Medical professionals sometimes refer to eczema as "the itch that rashes."
- Usually, the first symptom of eczema is intense itching.
- The rash appears later and is red and has bumps of different sizes.
- The rash itches and may burn, especially in thin skin like the eyelids.
- If it is scratched, it may ooze and become crusty.
- In adults, chronic rubbing produces thickened plaques of skin.
- Having one or more round areas is referred to as nummular (coin shaped) eczema and may be confused with fungal infections.
- Some people develop red bumps or clear fluid-filled bumps that look "bubbly" and, when scratched, add wetness to the overall appearance. This type of eczema is especially common on the sides of the finger in dyshidrotic eczema and also goes by the name pompholyx.
- Painful cracks in the skin can develop over time.

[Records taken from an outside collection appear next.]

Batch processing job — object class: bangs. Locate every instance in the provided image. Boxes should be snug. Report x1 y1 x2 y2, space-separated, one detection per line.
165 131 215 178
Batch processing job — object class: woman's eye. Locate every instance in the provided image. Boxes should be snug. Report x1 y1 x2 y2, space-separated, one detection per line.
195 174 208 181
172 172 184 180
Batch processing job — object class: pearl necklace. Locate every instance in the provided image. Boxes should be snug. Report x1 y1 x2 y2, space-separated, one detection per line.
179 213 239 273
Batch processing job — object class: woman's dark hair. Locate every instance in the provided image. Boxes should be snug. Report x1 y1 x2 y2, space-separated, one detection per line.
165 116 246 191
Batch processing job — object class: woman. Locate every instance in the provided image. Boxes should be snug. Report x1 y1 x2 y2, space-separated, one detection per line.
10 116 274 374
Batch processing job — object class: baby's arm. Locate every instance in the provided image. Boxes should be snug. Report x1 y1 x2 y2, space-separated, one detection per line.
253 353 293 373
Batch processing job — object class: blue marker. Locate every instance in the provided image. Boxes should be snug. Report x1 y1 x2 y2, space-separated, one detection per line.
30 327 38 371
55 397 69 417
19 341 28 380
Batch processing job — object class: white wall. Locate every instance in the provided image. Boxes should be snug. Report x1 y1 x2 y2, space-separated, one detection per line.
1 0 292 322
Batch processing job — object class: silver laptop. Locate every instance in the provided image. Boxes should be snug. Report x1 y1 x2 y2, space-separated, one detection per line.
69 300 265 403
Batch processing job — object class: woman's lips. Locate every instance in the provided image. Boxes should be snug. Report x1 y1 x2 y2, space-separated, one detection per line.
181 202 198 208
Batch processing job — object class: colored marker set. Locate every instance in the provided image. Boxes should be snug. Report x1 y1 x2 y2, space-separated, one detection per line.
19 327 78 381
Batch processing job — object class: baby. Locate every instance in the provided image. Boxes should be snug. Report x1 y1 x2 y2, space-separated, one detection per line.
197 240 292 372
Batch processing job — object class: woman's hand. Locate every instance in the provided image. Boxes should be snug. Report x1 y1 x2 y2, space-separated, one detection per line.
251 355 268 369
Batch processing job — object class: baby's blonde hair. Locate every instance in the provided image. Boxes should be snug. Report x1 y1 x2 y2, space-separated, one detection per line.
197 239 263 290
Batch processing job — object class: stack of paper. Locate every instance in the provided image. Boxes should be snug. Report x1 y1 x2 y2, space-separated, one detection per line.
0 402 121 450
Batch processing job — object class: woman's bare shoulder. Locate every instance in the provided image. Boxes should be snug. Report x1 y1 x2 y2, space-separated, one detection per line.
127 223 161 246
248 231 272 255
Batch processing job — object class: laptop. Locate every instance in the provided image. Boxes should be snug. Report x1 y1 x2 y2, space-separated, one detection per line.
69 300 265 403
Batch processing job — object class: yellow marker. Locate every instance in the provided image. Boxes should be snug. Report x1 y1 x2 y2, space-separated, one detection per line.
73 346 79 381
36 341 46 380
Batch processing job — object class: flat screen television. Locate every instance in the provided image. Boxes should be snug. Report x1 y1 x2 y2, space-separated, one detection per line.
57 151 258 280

- Although the rash can be located anywhere on the body, in adults and older children, it is most often found on the neck, flexures of the arms (opposite the elbow), and flexures of legs (opposite the knee). Infants may exhibit the rash on the torso and face. It usually first appears in areas where the child can rub against sheets, since they may not have the coordination to precisely scratch yet. As the child begins to crawl, the rash involves the skin of the elbows and knees. The diaper area is often spared.
- The scalp is rarely involved.
- While the skin behind the ear may be involved, the outer ear itself is usually spared.
- Eyelids are often puffy, red, and itchy.
- The itching may be so intense that it interferes with sleep.
- While classic eczema and psoriasis are distinctly different and seldom coexist, both conditions may have severe erythrodermic (red skin) forms in which the patient has inflammation of most of the skin surface area.
- Asteatotic eczema is a term often applied to describe patients who have thin, dried, cracked-appearing skin, usually especially bad on the lower legs.
- Significant involvement of the palms and soles of the feet is not usual and may suggest a different condition such as fungal infection, scabies infestation, or allergic contact dermatitis.